The EU’s false notion is that the re-imposition of US sanctions was the catalyst for Iran’s violations and therefore the sanctions must be removed as a first step toward returning to the status quo. But, Iran’s violations have only confirmed that the status quo holds little to no value. After all, the regime was able to follow through quite quickly on each of its successive threats. This suggests that the restrictions imposed on the regime’s nuclear program were so weak and full of loopholes that Iran’s regime could have overcome them at any time, even if the US was still a party to the JCPOA.
What’s more, now that the regime in Tehran has tested its ability to quickly violate the provisions of the deal, giving the regime relief from economic sanctions would only incentivize it to do so again in the future, whenever leading authorities decide it is in their interest to demand new concessions.
European policymakers don’t seem to appreciate this, but the US administration’s position on sanctions relief indicates that it might.
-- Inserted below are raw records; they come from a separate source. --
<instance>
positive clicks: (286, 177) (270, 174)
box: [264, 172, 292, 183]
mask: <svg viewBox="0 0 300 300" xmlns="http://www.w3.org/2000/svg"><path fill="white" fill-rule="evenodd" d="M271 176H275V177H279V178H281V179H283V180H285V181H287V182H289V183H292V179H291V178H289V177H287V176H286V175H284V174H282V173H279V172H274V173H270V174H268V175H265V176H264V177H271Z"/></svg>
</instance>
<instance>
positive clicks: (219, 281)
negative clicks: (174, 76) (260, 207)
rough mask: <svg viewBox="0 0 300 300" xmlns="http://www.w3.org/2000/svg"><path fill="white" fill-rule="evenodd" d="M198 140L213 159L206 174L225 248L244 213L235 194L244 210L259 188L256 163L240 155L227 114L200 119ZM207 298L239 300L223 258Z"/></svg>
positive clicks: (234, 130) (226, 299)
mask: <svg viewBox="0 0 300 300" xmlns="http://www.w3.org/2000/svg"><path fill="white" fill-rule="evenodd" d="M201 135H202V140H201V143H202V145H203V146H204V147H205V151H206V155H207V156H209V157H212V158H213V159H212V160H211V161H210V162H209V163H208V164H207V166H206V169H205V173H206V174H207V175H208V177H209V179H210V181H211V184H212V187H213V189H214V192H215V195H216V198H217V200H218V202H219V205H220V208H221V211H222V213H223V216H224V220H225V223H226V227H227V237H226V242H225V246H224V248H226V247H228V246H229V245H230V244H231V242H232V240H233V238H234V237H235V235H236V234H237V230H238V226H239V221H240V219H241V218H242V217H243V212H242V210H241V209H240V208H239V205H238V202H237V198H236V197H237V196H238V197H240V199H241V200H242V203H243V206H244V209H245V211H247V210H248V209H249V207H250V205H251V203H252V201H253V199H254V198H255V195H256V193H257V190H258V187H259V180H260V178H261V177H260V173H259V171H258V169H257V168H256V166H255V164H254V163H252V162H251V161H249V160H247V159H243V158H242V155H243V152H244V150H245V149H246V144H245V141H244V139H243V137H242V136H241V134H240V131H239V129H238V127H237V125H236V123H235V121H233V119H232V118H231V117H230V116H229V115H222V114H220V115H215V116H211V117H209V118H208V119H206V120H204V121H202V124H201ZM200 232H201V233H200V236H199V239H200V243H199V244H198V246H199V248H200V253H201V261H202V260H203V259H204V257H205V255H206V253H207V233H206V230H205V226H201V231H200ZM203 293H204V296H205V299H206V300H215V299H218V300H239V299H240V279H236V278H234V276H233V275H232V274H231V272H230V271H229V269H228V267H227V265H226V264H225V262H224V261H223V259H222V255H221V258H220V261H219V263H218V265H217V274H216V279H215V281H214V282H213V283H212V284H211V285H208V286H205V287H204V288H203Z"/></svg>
Now the European Union should also put pressure on the regime instead of encouraging it to further endangering global security.
The EU leaders must not reward Tehran for its provocative gestures, especially in light of the fact that over the past two and a half years, those gestures have not been limited to the nuclear file.
The EU leaders should pay attention to the Iranian regime’s ballistic missile tests, its hostage-taking and tanker seizures, its support for terrorist proxies, and its direct efforts to carry out terrorist acts on Western soil.
In the coming week, a Belgian federal court will return a verdict in the terrorist case against Assadollah Assadi, a high-ranking Iran’s diplomat-terrorist who was masterminding a plot to set of explosives at an international rally for democracy in Iran, organized by the National Council of Resistance of Iran (NCRI).
He is the first such diplomat to actually face charges for such activity, although many others have been credibly participated in terrorist acts. Assadi’s conviction promises to be a major setback for the regime’s systematic terrorism.
Prosecutors in the Assadi case have repeatedly emphasized that he was not operating as a rogue operative when he smuggled explosives into Europe and handed them off to two co-conspirators. Rather, he was operating on direct orders from high-ranking Iranian officials, who must face their own consequences for the threat against an event that was attended by hundreds of political dignitaries from all across Europe and the rest of the world.
Sanctions relief would be a boon to those same Iranian officials, and it would leave them with a renewed sense of impunity surrounding their efforts to intimidate Western governments into granting them the concessions they’ve demanded. A prison sentence for a single diplomat-terrorist alone would do nothing to counteract that message. If anything, it would convince the mullahs that they are free to threaten and cajole, secure in the knowledge that an occasional scapegoat will be sufficient to defuse Western pressure when they are caught in their malign activities. The danger of that arrangement cannot be understated. In the short term, the regime will surely exploit it to promote new terrorist threats. And just as surely, over the long term, it will use it to inch its way to nuclear weapons capability.
To prevent this, as the Iranian Resistance has announced for years, the EU leaders should exercise a firm policy toward the regime by imposing sanctions on it for its malign activities and shutting down mullahs’ embassies for spreading terrorism.
These actions will certainly contain the Iranian regime’s threats to the global peace and security.